Capone: “We are the center of the universe, so that’s a different Earth.” Meanwhile, everyone on that planet is calling us the same thing.

MC: Yeah and someone says, “You really think they call themselves Earth 2?”

Capone: It’s the same idea of like, “Do you think people in China call it 'Chinese Food?'"

MC: Yeah, they just call it “food.”

Capone: Exactly. With all of the different job titles that you had on this film, was there one in particular you think you really nailed. It seems like a lot of those job titles were out of necessity more than anything else. I assume directing is the primary one, but how was the writing experience for you?

MC: I loved the writing. It’s interesting, because directing for sure and I love writing.

Capone: On a film like this, they probably all feel like one job.

MC: They feel like one, especially one so small, because it is just more of a continuous stroke, but writing is cool, writing and directing, the combination is interesting, because when you write there’s so much embedded in subtext. You write this line, but really what they are really saying is “this,” and you don’t actually write what they are really saying, you write the text and to be a part of that process and then also directing the film, you can find those moments are guided into those places if it’s not so obvious. They always say the example--and it’s kind of obvious--but Bogart being like “Here’s looking at you kid,” where what he’s saying is, “I love you.” When Rhoda tells the Cosmonaut story, she’s really saying “I’m a passionate woman who…” What he is thinking is “Who is this passionate woman who is really thoughtful and intelligent, and why is she cleaning my house?” When he says to her, when she goes “You know I applied to this competition; I’m going to go” and he goes “You are really going to go?” He’s really saying, “Please stay, I’m falling in love with you.” It’s not on the page, but it’s underneath the words, and I love that process and I love going from writing to directing. I want to continue to do that in life.

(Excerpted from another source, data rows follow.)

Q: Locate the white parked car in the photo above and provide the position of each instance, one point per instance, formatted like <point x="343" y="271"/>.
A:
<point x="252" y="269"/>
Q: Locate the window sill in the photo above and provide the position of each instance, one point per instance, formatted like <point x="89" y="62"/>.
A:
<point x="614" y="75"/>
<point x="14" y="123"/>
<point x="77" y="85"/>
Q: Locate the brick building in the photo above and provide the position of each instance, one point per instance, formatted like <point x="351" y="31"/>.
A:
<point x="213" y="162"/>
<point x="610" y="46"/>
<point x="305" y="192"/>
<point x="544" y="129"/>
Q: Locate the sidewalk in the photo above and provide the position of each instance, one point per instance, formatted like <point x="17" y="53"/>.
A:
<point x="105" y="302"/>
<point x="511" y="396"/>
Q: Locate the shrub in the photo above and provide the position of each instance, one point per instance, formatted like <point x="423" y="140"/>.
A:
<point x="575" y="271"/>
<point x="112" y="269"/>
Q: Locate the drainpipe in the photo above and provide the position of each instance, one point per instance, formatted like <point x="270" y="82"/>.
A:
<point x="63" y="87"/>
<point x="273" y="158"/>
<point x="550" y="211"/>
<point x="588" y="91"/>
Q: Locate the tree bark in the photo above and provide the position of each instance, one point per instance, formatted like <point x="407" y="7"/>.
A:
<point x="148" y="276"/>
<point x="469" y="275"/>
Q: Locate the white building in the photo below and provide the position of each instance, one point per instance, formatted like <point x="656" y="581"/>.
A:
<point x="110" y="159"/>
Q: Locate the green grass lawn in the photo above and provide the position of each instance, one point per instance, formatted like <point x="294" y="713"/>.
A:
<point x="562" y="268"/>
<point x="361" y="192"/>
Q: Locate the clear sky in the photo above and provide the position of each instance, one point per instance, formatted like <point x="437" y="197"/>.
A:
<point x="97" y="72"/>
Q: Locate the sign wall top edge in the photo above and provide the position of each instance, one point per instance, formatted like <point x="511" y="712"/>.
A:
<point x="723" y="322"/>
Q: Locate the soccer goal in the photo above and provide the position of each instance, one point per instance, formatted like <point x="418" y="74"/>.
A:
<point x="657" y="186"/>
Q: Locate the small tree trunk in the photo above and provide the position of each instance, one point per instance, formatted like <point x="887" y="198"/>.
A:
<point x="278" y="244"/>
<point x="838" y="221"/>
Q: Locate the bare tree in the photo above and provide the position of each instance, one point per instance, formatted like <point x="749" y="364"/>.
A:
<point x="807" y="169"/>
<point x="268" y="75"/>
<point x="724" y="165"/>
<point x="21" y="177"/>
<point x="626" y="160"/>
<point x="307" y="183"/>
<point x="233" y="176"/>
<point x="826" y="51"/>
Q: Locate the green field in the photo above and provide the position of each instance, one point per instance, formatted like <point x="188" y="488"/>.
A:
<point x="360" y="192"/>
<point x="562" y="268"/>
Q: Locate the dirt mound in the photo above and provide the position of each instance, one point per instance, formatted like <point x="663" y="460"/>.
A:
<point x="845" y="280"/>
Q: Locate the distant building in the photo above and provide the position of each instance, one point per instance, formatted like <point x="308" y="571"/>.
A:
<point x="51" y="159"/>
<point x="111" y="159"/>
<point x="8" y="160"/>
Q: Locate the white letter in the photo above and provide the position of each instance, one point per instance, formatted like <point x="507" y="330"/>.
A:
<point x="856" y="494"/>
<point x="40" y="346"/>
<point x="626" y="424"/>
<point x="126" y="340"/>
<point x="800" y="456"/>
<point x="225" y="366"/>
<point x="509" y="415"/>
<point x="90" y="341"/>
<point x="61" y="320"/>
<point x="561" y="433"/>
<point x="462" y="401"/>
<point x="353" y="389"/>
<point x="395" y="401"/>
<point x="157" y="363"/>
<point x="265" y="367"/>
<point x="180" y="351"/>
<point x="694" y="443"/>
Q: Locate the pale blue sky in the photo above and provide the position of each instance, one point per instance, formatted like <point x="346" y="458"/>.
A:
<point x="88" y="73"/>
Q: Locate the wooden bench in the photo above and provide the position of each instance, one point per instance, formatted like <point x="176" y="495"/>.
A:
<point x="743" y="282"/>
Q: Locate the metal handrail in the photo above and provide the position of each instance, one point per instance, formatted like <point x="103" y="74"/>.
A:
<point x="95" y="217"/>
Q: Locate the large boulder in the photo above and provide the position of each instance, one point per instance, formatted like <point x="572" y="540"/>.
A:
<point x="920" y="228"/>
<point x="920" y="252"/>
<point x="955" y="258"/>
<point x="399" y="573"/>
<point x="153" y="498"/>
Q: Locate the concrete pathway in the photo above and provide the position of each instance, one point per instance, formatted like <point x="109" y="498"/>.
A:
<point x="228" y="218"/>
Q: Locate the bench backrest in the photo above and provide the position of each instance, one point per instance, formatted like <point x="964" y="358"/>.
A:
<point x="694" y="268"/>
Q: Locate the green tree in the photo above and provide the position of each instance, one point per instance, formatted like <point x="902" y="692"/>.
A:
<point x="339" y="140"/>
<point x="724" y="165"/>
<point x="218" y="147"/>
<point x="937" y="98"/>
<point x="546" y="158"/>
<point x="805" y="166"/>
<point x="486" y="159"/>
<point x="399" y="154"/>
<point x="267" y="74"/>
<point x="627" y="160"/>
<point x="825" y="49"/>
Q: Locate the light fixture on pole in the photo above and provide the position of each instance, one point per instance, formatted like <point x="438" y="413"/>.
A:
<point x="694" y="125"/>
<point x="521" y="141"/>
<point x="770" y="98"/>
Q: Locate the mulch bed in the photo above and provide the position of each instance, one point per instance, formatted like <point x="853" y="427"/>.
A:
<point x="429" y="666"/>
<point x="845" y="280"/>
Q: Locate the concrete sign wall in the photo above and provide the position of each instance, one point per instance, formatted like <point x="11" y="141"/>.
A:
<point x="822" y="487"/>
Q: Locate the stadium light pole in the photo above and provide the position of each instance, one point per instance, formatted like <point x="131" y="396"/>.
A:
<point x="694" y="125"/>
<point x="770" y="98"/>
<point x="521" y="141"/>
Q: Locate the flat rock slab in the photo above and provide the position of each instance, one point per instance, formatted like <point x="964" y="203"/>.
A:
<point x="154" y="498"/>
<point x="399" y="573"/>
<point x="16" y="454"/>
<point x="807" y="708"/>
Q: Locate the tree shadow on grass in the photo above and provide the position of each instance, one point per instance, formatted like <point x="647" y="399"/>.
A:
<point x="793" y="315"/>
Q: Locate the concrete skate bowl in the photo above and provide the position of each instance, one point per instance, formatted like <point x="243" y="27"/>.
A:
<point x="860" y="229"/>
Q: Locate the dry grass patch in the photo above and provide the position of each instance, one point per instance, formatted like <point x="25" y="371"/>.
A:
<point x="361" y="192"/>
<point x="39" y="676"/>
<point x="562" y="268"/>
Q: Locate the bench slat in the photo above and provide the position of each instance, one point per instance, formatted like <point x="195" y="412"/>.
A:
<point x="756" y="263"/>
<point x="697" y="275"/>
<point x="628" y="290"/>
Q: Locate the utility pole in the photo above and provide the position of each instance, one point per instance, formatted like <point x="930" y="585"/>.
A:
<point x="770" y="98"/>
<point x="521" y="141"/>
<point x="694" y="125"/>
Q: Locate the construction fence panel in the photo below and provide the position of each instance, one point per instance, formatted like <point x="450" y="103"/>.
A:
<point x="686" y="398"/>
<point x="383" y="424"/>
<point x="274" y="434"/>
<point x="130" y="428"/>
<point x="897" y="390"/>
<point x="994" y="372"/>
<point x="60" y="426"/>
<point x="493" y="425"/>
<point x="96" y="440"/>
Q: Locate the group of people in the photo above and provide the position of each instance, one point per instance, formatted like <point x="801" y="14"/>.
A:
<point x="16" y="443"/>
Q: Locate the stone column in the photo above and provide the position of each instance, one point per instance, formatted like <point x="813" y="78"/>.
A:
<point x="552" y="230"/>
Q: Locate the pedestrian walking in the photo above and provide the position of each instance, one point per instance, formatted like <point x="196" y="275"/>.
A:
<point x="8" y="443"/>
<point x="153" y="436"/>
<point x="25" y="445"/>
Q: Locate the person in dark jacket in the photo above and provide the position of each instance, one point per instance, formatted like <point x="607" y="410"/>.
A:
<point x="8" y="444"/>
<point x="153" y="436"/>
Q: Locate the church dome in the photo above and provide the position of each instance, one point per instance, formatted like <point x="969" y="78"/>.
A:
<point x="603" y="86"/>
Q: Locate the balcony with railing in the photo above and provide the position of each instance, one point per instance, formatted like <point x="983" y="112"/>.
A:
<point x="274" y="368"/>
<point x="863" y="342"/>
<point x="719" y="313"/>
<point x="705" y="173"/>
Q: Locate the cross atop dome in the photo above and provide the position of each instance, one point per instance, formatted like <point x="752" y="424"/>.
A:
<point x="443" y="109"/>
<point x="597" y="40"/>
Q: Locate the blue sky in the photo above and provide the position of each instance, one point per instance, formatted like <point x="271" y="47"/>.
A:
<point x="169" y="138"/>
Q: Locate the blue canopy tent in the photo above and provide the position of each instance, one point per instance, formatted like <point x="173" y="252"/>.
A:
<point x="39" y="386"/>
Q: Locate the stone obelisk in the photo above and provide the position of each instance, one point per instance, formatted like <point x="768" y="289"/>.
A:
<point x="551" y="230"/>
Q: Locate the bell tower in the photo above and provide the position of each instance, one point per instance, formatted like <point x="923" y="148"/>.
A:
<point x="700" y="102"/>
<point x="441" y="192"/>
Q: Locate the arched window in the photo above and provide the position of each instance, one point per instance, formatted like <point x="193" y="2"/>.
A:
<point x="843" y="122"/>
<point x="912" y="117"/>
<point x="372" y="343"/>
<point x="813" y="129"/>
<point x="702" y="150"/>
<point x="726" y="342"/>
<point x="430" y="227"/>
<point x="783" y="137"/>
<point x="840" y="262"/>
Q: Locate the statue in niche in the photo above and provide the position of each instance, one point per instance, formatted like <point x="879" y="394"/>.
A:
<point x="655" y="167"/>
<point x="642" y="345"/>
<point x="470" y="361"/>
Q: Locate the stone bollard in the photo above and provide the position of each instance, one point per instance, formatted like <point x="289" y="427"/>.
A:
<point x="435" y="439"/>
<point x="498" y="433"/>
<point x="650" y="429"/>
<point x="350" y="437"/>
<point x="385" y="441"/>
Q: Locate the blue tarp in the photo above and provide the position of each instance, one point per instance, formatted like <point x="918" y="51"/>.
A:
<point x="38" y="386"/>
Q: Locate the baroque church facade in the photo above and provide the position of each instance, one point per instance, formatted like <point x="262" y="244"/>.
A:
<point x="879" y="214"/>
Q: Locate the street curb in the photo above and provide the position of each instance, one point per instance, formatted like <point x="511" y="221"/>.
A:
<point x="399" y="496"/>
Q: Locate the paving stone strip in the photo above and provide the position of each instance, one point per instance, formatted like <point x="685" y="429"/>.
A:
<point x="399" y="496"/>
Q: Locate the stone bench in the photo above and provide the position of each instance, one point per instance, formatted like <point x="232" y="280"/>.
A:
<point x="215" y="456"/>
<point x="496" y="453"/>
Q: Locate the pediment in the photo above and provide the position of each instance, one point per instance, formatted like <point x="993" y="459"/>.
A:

Capone: The subtext absolutely came through, especially thanks to your actors.

MC: They pulled it off.

Capone: What do you have coming up? Do you have another thing you are working on now?

MC: Yeah, totally. It's science fictionish. It takes place in the future and it’s all about reincarnation and it’s a drama inside of a larger context.

Capone: Did you write that script by yourself this time?

MC: I wrote it by myself, but Zal and Brit are may major confidants, so they were the first people to read it, they give me all of their notes. We're kind of a brain trust, but this is one, it’s the story that I wrote individually. Brit's going to play a role in it; and the three of us will collaborate forever, we're just like that.

Capone: Are you finding that you are having a slightly easier time getting meetings with people to talk about getting it made than you might have on your first film?

MC: Yeah, definitely. It’s a lot easier, for sure. It’s funny, even before making this movie I wouldn’t even think to meet people. I had friends who were like trying to package scripts and stories and put all of the dominoes together and then make the film, and I’m so outside the system and didn’t go to film school and I don’t exactly know how it works, so I just approached it in the way that I thought would work for me. So, I didn’t know you go and sit down and have meetings and say, “Okay, this is what I want to make and this is who I want.” I was just like, “Alright Brit, let’s go. We got an EX3, let’s start.”

[Both Laugh]

Capone: Cool, Mike. Good luck with this and whatever you’ve got coming up.

MC: Thanks so much. I really appreciate it.